Сударь тем временем уложил меня на ткань, накрыл одним краем сверху, а потом перевалил меня на вторую руку и стал заворачивать, как я в детстве закутывала в одеяло кукол. То, что я при этом всё ещё была с ног до головы перемазана в его конче, похоже, его заводило, и он даже не пытался меня вытереть, наоборот оставляя всю засыхающую на мне жижу внутри, и лишь заматывал слоями, чтобы мне, по всей видимости, было тепло. Впрочем, тут он оказался прав, и я наконец-то стала пригреваться.
Когда он закончил, то подтянул меня к груди поближе, склонил голову и задышал совсем рядом. Накрывшая свёрток ладонь будто гладила меня, и я подумала, что теперь знаю, как чувствуют себя котята, которых взяли в постель дети. Тоже вроде тепло, уютно, но вообще хрен его знает, что от этой здоровой херни ожидать!
Но, к моему удивлению, лежали мы так недолго. Едва дыхание мужика стало размеренным и глубоким, он внезапно встрепенулся, будто не планировал спать, а после поднял меня и потянулся мной куда-то назад. Положил чуть выше на выступ, который походил на удобную полку с приподнятым краешком, как у мыльницы, похлопал чуть-чуть по складкам намотанной ткани и улёгся спать на спину.
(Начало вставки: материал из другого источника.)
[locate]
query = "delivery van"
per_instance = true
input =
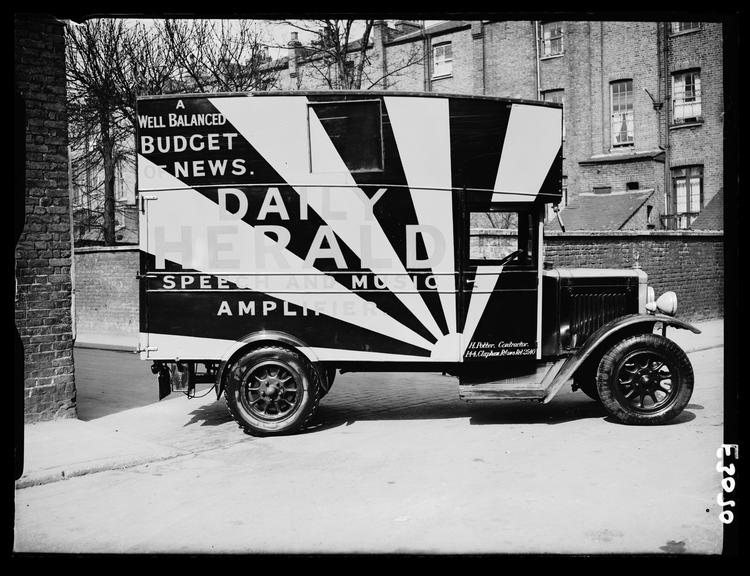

«Он что? Он меня вот так и оставит?» – удивилась я и повеселела, понимая, что, как только он заснёт, запросто выберусь и смогу сбежать. Но… пока ждала, от усталости и пережитого заснула сама.
Проснулась уже на рассвете от навязчивого и мерзкого запаха спермы. Я вся была в ней, я чувствовала, как к телу прилипла ткань, в которую меня замотали. Открыла глаза. Вернее, попыталась открыть, а на самом деле еле-еле разорвала слипшиеся ресницы. Даже рот склеился, а в уголках осыпалось.
– Боже, какая же мерзость! – выдохнула я, разлепив-таки губы. – И я в этом всём спала, о господи!
Подавила рвотный позыв и огляделась. Я лежала на невысоком выступе с углублением, который действительно напоминал полку. Может, выдолбили, а может, реально так природно получилось – неясно. Остальной пол больше напоминал рукотворный – настолько ровным казался, зато своды точно выглядели натуральными.
Похоже, великан прозорливо устроил меня подальше от себя, чтобы случайно не заспать. Значит, всё же не совсем глупый и убивать не собирается. Впрочем, его, пусть совершенно бестактное, но всё же бережное отношение вчера наводило на мысли, что я теперь – его любимая игрушка. Или зверушка домашняя? Хотя, судя по тому, что он со мной делал – личный Порнхаб. Который ещё и во рту подержать можно, ага.
Кстати, гиганта в пещере не было, а её саму освещал мягкий свет. Я задрала голову и увидела, что своды не сплошные, и там есть прорехи, в которых видна покачивающаяся буйная зелень, а кое-где внутрь свисали длинные вьюнки. Зал казался просто огромным, но, зная, кто тут живёт, это ощущение терялось. В полный рост этот Гулливер бы не встал, но сидеть мог вполне себе ровно, и даже на коленях башкой не бился. Ровный пол у противоположной стены весь был застелен соломой, на которой ночью спал гигантский мужик, слева маячил поворот, а за ним, похоже, выход.
Снизу чуть дальше потрескивал костёр в огромном по моим меркам очаге. По меркам же хозяина это скорее была плита. На которой грелся «чайник» в виде большого круглого казана, в котором я бы поместилась целиком и даже занырнула бы.
Дальше разглядывать убранство я не стала, а, прислушавшись, стала шустро выбираться из наверченных слоёв ткани. Засохшая сперма делала движения неловкими, осыпалась струпьями и вызывала просто дикое отвращение. Плюс, тело всё сильнее чесалось, и я уже просто мечтала поскорее выбраться отсюда и выкупаться хоть в самой ледяной на свете воде – лишь бы смыть с себя следы наглости великана.